# Folie gegen Beton bzw. Stein kleben mit Innotec



## HKL (11. Juli 2006)

Moin!
Habe hier nichts gefunden, auch nicht über die Suchfunktion. Helft mir nur kurz mit einer Antwort: Kann ich PVC-Folie mit Innotec an Betonsteinen befestigen?
Gruß
Holger


----------



## Thorsten (20. Juli 2006)

*AW: Folie gegen Beton bzw. Stein kleben mit Innotec*

Hi Holger,

irgendwie ist das wohl untergegangen hier. :?

Also probiert habe ich das nicht, kann mir aber vorstellen das es eigentlich funktionieren sollte.

Innotec klebt irgendwie alles, warum nicht auch Betonstein !?

Probiere es einfach aus verkehrt machen kannst Du dabei nichts.


----------



## jochen (20. Juli 2006)

*AW: Folie gegen Beton bzw. Stein kleben mit Innotec*

Hallo Holger,

Habe es gestern gemacht, es hält.

Ich habe den Beton vorher mit einer Drahtbürste gereinigt, abgesaugt und mit einen Betonprimer eingelassen, den Primer 48 std. einwirken lassen, die Folie mit Aceton gereinigt und das Ganze mit Innotec Adheseal verklebt.


----------



## HKL (20. Juli 2006)

*AW: Folie gegen Beton bzw. Stein kleben mit Innotec*

Moin!

Na... geht doch!

Hab schon geglaubt ich werde hier ignoriert. Werde es nach dem Urlaub mal testen, habe irgendwo noch ein Stück alte Folie rumliegen und werde die mal an einen der Betonsteine kleben. Wenns hält werde ich die Badewanne für die Racker etwas erhöhen. Sind zwar nur ein paar Zentimeter, bringen aber doch einige Liter Wasser zusätzlich.
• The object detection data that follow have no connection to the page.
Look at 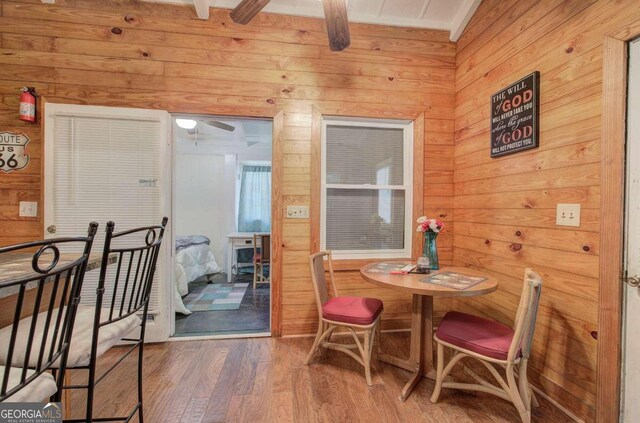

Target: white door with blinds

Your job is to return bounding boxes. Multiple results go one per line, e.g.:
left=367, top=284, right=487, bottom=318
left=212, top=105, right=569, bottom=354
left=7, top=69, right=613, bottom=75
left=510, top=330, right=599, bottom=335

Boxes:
left=44, top=103, right=172, bottom=342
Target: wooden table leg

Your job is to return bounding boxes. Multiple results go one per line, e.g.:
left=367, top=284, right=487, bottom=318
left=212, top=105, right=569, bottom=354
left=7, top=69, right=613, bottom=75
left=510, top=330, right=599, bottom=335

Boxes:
left=400, top=294, right=424, bottom=401
left=380, top=294, right=435, bottom=401
left=421, top=297, right=436, bottom=380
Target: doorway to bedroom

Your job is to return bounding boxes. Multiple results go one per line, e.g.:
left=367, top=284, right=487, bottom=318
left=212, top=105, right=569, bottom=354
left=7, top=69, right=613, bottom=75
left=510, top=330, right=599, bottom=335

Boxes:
left=172, top=115, right=273, bottom=338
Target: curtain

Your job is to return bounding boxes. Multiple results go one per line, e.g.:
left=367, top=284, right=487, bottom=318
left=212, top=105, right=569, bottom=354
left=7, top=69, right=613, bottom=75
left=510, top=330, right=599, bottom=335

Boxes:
left=238, top=166, right=271, bottom=232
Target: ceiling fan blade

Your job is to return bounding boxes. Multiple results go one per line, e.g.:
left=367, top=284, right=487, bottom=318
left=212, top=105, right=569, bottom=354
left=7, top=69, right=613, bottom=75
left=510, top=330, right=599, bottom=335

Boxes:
left=322, top=0, right=351, bottom=51
left=200, top=120, right=236, bottom=132
left=229, top=0, right=270, bottom=25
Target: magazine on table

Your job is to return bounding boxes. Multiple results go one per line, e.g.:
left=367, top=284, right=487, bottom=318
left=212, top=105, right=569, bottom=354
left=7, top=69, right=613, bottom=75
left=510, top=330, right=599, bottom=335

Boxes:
left=420, top=272, right=487, bottom=291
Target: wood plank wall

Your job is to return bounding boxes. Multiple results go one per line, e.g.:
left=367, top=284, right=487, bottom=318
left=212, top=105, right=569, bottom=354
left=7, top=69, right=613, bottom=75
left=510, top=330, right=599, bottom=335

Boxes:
left=0, top=0, right=455, bottom=335
left=453, top=0, right=640, bottom=421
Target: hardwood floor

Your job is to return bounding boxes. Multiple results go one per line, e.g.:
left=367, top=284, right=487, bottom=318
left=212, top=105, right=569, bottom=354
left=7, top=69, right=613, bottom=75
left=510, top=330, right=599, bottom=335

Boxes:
left=66, top=333, right=571, bottom=423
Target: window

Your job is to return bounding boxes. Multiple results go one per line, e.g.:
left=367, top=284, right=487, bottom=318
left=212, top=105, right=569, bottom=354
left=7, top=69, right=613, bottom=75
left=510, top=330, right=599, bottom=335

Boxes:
left=238, top=164, right=271, bottom=232
left=320, top=118, right=413, bottom=258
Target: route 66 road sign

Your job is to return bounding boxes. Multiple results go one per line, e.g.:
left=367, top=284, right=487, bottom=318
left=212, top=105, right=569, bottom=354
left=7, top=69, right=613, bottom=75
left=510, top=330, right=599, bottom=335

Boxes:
left=0, top=132, right=29, bottom=173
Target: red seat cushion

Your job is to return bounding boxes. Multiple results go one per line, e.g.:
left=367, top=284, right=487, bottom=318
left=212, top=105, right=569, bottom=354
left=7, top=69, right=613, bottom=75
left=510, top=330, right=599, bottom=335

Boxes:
left=436, top=311, right=520, bottom=360
left=322, top=297, right=383, bottom=325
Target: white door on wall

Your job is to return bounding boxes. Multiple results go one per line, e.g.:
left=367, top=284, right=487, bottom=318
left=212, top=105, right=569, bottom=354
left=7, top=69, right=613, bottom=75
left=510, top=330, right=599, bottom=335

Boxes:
left=44, top=103, right=173, bottom=342
left=620, top=36, right=640, bottom=423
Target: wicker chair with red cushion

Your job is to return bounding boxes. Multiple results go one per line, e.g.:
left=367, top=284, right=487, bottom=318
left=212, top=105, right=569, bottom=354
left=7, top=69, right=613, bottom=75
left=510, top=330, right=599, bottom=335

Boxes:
left=431, top=269, right=542, bottom=423
left=305, top=251, right=383, bottom=386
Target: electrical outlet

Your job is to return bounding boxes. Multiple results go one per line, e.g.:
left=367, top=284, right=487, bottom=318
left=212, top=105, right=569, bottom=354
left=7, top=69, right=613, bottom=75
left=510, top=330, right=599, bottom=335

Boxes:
left=287, top=206, right=309, bottom=219
left=556, top=204, right=580, bottom=227
left=19, top=201, right=38, bottom=217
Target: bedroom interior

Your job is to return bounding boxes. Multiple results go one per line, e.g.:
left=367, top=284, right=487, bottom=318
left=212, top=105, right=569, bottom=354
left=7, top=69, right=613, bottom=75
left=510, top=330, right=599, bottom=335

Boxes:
left=0, top=0, right=640, bottom=423
left=173, top=115, right=272, bottom=339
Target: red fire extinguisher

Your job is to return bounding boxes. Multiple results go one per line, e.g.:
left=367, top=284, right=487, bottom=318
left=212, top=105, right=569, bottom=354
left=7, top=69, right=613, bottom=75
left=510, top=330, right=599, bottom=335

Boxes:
left=20, top=87, right=36, bottom=122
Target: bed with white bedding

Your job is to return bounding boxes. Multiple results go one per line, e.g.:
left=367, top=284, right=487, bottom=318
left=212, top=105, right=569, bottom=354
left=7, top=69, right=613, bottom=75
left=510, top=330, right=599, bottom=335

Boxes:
left=174, top=235, right=221, bottom=314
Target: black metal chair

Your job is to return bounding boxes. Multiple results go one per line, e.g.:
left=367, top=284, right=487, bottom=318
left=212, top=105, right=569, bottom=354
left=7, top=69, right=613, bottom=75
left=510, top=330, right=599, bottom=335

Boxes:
left=0, top=222, right=98, bottom=402
left=64, top=217, right=168, bottom=422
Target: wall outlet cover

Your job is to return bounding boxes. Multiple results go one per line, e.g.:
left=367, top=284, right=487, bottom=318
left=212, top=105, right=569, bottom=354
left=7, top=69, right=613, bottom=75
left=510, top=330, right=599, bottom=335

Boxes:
left=287, top=206, right=309, bottom=219
left=18, top=201, right=38, bottom=217
left=556, top=204, right=580, bottom=227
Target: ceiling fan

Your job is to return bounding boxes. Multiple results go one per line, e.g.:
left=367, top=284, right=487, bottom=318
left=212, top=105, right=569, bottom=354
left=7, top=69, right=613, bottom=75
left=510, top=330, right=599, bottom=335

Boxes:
left=176, top=119, right=236, bottom=135
left=230, top=0, right=351, bottom=51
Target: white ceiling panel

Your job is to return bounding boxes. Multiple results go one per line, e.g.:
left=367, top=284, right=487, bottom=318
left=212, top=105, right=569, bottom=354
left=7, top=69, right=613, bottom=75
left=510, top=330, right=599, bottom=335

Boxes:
left=147, top=0, right=482, bottom=41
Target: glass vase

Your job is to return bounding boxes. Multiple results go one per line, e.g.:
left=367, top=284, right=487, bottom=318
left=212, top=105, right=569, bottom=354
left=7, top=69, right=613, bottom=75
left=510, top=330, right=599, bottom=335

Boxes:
left=422, top=232, right=440, bottom=270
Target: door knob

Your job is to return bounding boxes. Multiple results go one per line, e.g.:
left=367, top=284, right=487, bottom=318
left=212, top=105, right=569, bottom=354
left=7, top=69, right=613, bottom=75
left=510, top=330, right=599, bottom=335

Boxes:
left=623, top=275, right=640, bottom=287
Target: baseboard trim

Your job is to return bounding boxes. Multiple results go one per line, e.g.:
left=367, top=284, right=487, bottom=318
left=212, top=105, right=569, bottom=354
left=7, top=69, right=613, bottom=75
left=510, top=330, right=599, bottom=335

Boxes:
left=168, top=332, right=271, bottom=342
left=531, top=385, right=584, bottom=423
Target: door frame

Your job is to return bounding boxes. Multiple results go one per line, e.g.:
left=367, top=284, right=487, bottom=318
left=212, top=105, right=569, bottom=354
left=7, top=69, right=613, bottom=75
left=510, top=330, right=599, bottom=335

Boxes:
left=41, top=105, right=284, bottom=339
left=596, top=32, right=640, bottom=423
left=168, top=111, right=284, bottom=341
left=42, top=102, right=173, bottom=342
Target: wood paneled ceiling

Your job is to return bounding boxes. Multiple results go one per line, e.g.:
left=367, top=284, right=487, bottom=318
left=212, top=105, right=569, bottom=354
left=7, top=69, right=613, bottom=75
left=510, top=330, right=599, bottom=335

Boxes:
left=148, top=0, right=481, bottom=41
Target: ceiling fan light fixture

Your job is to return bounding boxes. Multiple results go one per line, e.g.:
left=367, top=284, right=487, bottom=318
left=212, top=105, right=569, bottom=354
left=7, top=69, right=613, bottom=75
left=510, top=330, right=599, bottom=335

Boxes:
left=176, top=119, right=198, bottom=129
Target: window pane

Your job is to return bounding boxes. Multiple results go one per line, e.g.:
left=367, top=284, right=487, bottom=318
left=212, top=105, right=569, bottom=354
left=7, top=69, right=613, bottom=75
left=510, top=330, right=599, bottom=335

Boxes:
left=326, top=125, right=404, bottom=185
left=326, top=188, right=405, bottom=250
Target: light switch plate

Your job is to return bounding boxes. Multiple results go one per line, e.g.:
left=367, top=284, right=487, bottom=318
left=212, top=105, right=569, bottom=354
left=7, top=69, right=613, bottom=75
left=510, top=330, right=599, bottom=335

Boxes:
left=19, top=201, right=38, bottom=217
left=556, top=204, right=580, bottom=227
left=287, top=206, right=309, bottom=219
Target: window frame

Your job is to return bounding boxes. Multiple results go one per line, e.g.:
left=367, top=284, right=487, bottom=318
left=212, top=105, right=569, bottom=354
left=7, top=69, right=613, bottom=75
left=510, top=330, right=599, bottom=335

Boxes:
left=319, top=116, right=414, bottom=260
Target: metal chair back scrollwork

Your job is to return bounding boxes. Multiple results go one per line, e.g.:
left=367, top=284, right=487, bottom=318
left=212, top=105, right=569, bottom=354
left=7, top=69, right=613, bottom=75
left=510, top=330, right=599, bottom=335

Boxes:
left=0, top=222, right=98, bottom=401
left=65, top=217, right=168, bottom=423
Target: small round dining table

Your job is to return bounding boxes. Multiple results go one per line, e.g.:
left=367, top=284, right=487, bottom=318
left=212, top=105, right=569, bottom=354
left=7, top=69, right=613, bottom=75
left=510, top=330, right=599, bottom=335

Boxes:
left=360, top=263, right=498, bottom=401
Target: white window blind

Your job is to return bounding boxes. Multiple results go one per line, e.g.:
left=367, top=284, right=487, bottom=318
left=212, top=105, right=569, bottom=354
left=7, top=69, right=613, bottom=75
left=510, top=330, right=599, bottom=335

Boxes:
left=48, top=116, right=164, bottom=314
left=321, top=120, right=412, bottom=258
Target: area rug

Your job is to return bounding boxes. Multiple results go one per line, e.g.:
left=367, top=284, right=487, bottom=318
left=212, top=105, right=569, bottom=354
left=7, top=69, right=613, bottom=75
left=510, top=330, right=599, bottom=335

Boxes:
left=184, top=283, right=249, bottom=311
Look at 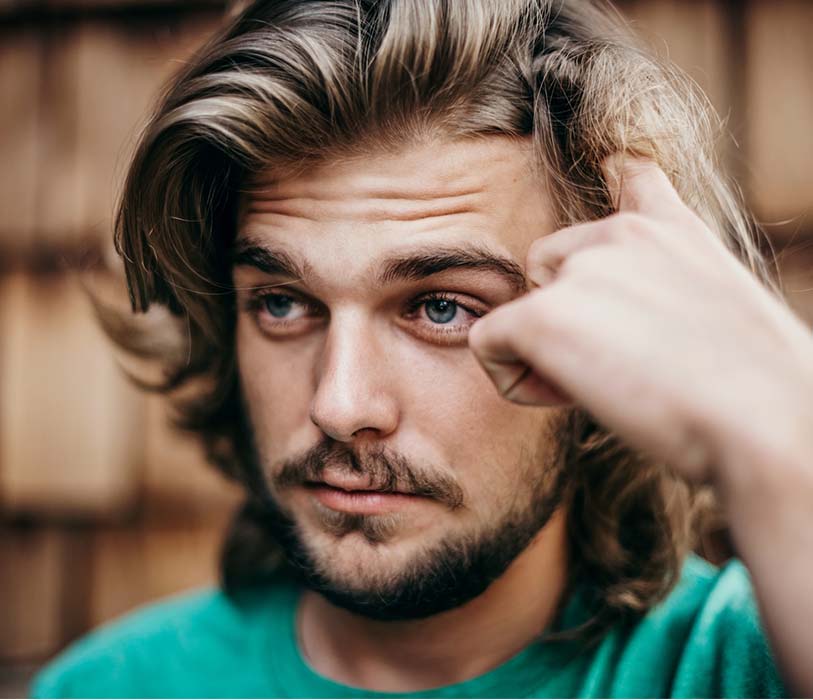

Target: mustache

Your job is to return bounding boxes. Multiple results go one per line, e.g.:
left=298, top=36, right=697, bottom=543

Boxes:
left=272, top=438, right=463, bottom=510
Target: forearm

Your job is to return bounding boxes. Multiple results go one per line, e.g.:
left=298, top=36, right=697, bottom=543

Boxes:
left=718, top=426, right=813, bottom=697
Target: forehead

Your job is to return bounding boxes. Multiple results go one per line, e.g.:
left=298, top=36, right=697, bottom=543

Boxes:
left=238, top=136, right=551, bottom=276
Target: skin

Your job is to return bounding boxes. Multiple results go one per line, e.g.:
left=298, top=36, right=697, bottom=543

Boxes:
left=230, top=137, right=813, bottom=695
left=469, top=155, right=813, bottom=696
left=234, top=137, right=567, bottom=691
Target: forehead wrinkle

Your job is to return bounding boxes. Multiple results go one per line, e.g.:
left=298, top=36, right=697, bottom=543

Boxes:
left=241, top=189, right=483, bottom=222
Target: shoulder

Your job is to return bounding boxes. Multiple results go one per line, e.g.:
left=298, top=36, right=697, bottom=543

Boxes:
left=633, top=556, right=785, bottom=697
left=32, top=589, right=296, bottom=697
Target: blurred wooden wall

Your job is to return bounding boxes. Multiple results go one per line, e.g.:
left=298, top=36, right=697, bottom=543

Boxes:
left=0, top=0, right=813, bottom=680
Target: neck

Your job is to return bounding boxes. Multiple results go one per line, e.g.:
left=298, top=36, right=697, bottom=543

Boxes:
left=298, top=510, right=567, bottom=692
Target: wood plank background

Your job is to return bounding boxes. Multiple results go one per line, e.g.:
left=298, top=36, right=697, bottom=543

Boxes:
left=0, top=0, right=813, bottom=694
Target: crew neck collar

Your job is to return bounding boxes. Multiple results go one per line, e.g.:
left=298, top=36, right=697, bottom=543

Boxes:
left=262, top=581, right=582, bottom=698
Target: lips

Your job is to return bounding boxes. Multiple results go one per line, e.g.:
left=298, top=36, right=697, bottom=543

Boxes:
left=307, top=473, right=410, bottom=496
left=305, top=473, right=427, bottom=515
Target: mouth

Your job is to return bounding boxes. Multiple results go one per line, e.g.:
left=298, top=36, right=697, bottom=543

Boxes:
left=305, top=481, right=429, bottom=515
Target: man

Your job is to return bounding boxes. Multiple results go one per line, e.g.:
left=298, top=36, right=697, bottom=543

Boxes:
left=35, top=0, right=813, bottom=697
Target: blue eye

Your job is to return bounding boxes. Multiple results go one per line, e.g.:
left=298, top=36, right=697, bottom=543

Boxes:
left=424, top=299, right=457, bottom=323
left=263, top=294, right=295, bottom=318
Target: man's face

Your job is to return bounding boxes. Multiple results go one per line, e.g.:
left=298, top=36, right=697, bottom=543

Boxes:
left=233, top=137, right=561, bottom=618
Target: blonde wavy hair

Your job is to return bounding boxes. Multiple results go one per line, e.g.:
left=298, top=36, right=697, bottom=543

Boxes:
left=100, top=0, right=773, bottom=633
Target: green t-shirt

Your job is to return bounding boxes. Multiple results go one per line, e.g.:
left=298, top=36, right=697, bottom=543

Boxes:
left=33, top=557, right=784, bottom=698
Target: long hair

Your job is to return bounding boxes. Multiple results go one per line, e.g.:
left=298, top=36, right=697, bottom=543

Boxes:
left=101, top=0, right=772, bottom=631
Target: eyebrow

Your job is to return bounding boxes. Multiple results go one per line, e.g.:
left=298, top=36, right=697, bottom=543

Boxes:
left=232, top=243, right=528, bottom=292
left=231, top=243, right=310, bottom=279
left=378, top=246, right=528, bottom=292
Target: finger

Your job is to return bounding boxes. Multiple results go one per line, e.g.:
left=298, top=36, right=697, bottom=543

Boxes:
left=602, top=153, right=684, bottom=218
left=469, top=307, right=571, bottom=406
left=525, top=221, right=605, bottom=287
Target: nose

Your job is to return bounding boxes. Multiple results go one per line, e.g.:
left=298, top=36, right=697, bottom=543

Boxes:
left=310, top=314, right=399, bottom=442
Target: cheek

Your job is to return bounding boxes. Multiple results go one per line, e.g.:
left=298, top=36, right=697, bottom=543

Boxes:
left=404, top=342, right=555, bottom=485
left=236, top=319, right=315, bottom=452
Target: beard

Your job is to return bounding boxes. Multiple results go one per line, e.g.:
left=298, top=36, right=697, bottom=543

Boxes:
left=238, top=410, right=565, bottom=620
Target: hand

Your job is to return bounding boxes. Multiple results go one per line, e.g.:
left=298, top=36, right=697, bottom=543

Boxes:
left=469, top=155, right=813, bottom=481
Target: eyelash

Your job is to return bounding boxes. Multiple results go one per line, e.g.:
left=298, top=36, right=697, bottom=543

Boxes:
left=244, top=291, right=486, bottom=338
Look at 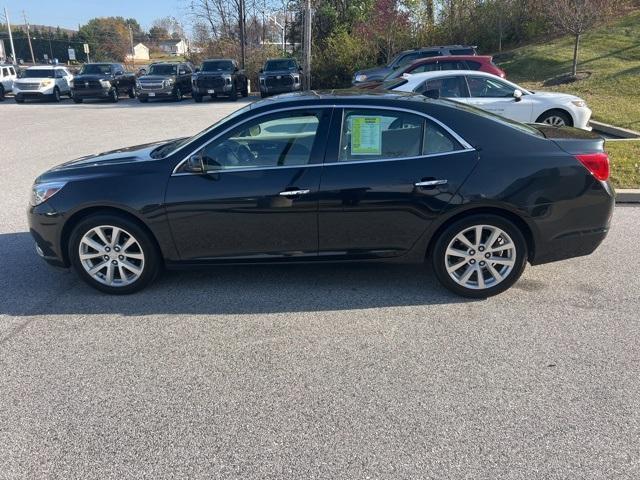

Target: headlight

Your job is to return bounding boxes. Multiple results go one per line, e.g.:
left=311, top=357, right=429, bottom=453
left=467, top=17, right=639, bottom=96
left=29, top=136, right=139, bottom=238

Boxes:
left=29, top=182, right=67, bottom=207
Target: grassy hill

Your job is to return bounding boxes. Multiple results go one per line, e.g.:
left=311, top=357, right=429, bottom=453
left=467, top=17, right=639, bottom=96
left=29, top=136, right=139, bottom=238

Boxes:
left=496, top=11, right=640, bottom=130
left=496, top=11, right=640, bottom=188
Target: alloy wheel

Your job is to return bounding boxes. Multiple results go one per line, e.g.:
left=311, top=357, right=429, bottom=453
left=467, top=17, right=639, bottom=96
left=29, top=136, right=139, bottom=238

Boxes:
left=445, top=225, right=516, bottom=290
left=78, top=225, right=145, bottom=287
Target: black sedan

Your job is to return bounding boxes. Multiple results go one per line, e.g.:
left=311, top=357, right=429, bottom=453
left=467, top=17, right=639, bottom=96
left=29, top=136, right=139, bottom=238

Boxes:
left=28, top=91, right=614, bottom=297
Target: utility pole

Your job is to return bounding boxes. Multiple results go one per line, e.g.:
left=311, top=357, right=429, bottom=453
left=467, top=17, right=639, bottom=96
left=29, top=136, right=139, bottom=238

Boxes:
left=4, top=7, right=18, bottom=64
left=22, top=10, right=36, bottom=65
left=304, top=0, right=311, bottom=90
left=238, top=0, right=245, bottom=69
left=129, top=25, right=136, bottom=70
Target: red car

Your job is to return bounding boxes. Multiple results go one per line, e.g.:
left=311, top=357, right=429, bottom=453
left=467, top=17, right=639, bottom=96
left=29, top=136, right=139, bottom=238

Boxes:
left=357, top=55, right=507, bottom=89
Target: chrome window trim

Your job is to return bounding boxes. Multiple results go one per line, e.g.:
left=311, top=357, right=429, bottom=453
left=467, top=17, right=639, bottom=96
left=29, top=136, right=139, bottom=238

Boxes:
left=171, top=104, right=475, bottom=177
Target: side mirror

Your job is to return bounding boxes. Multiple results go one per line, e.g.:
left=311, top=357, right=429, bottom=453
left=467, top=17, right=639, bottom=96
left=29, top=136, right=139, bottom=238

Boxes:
left=184, top=153, right=205, bottom=173
left=422, top=88, right=440, bottom=100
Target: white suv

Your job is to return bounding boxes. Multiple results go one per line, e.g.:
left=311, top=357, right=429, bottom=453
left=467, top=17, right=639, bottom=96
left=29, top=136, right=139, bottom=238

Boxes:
left=0, top=64, right=18, bottom=102
left=13, top=65, right=73, bottom=103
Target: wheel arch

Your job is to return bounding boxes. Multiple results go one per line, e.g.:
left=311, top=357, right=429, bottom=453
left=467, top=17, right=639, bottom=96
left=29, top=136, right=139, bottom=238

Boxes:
left=536, top=107, right=576, bottom=127
left=426, top=206, right=536, bottom=260
left=60, top=206, right=164, bottom=265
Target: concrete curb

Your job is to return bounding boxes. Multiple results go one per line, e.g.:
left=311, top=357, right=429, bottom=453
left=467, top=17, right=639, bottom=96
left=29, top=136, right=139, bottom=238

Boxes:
left=589, top=120, right=640, bottom=139
left=616, top=188, right=640, bottom=203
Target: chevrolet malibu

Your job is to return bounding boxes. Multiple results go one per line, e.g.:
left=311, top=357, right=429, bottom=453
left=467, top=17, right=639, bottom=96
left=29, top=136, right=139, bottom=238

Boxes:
left=28, top=91, right=614, bottom=298
left=383, top=70, right=591, bottom=130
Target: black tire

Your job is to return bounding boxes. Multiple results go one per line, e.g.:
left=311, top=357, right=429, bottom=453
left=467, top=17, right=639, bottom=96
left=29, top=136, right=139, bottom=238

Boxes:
left=536, top=110, right=573, bottom=127
left=431, top=214, right=528, bottom=298
left=68, top=213, right=162, bottom=295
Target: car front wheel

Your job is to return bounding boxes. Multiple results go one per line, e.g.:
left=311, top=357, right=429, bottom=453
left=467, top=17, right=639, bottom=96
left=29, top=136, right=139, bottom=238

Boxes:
left=432, top=215, right=527, bottom=298
left=69, top=214, right=160, bottom=294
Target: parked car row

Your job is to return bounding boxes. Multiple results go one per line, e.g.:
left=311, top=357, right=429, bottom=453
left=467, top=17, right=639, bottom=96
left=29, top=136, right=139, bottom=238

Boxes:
left=0, top=58, right=304, bottom=103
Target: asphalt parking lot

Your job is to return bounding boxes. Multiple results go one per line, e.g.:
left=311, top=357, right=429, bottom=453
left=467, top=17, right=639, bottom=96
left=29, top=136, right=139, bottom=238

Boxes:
left=0, top=95, right=640, bottom=480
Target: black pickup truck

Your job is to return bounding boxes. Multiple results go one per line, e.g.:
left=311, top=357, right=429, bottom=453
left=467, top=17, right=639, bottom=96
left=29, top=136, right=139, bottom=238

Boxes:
left=260, top=58, right=304, bottom=98
left=71, top=63, right=136, bottom=103
left=191, top=58, right=249, bottom=102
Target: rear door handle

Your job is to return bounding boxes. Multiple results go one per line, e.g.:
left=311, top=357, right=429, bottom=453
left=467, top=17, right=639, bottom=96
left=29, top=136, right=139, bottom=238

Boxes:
left=414, top=179, right=448, bottom=187
left=280, top=190, right=309, bottom=197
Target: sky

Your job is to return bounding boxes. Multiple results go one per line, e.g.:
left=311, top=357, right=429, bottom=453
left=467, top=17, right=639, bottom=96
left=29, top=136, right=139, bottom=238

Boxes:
left=0, top=0, right=188, bottom=30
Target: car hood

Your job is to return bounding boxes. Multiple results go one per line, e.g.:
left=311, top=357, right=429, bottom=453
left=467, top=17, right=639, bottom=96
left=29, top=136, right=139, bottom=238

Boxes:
left=36, top=138, right=180, bottom=183
left=353, top=66, right=391, bottom=81
left=73, top=73, right=113, bottom=82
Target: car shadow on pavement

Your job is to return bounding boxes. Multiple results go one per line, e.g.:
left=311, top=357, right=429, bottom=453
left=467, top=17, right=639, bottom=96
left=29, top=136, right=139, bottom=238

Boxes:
left=0, top=232, right=469, bottom=316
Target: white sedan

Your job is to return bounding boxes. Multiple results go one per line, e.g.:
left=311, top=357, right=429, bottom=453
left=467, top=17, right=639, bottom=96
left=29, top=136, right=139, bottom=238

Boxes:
left=383, top=70, right=591, bottom=130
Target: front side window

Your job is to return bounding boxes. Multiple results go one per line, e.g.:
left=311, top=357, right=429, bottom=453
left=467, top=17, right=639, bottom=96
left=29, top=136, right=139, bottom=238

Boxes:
left=149, top=65, right=177, bottom=75
left=414, top=77, right=466, bottom=98
left=339, top=109, right=463, bottom=162
left=467, top=77, right=515, bottom=98
left=194, top=111, right=322, bottom=171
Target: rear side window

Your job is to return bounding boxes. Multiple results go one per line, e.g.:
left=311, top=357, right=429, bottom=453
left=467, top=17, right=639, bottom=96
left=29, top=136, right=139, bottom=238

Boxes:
left=338, top=109, right=462, bottom=162
left=414, top=77, right=466, bottom=98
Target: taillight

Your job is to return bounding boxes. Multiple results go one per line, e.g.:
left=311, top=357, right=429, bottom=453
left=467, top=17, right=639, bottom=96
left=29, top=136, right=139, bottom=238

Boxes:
left=576, top=152, right=609, bottom=182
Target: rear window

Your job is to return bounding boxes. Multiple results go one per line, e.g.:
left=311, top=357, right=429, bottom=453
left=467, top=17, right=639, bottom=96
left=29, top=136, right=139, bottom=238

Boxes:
left=449, top=48, right=476, bottom=55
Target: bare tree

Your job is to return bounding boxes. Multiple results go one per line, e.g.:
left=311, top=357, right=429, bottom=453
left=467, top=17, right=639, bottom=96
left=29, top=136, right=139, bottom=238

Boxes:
left=545, top=0, right=619, bottom=76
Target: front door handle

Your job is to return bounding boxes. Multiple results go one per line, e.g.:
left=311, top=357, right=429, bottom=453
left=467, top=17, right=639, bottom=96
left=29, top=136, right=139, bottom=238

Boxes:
left=414, top=179, right=447, bottom=187
left=280, top=190, right=309, bottom=197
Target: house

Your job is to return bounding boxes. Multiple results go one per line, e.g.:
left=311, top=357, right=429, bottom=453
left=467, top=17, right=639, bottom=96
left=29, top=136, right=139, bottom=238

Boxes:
left=127, top=43, right=149, bottom=60
left=158, top=39, right=189, bottom=55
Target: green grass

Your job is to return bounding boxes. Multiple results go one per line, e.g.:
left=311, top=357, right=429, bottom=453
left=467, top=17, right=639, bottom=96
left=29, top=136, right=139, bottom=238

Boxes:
left=496, top=11, right=640, bottom=129
left=606, top=140, right=640, bottom=188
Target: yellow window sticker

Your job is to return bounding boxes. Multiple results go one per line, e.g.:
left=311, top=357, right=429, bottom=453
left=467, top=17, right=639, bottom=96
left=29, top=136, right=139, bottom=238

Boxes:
left=351, top=115, right=382, bottom=155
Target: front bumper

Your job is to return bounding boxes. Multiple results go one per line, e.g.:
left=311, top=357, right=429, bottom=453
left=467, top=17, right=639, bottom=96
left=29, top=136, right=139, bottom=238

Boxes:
left=27, top=202, right=69, bottom=268
left=71, top=87, right=111, bottom=98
Aber erstr  mal gehts nächste Woche nach Kärnten und die Sonne auf den Bauch scheinen lassen.

Cu, Holger


----------



## Thorsten (20. Juli 2006)

*AW: Folie gegen Beton bzw. Stein kleben mit Innotec*

Hi Holger,

na geht doch? 

Wir ignorieren hier doch keinen....nur fehlt leider immo die Zeit etwas 



@Jochen

klasse das es funktioniert, ich sags ja  Innotec klebt alles tse tse....


----------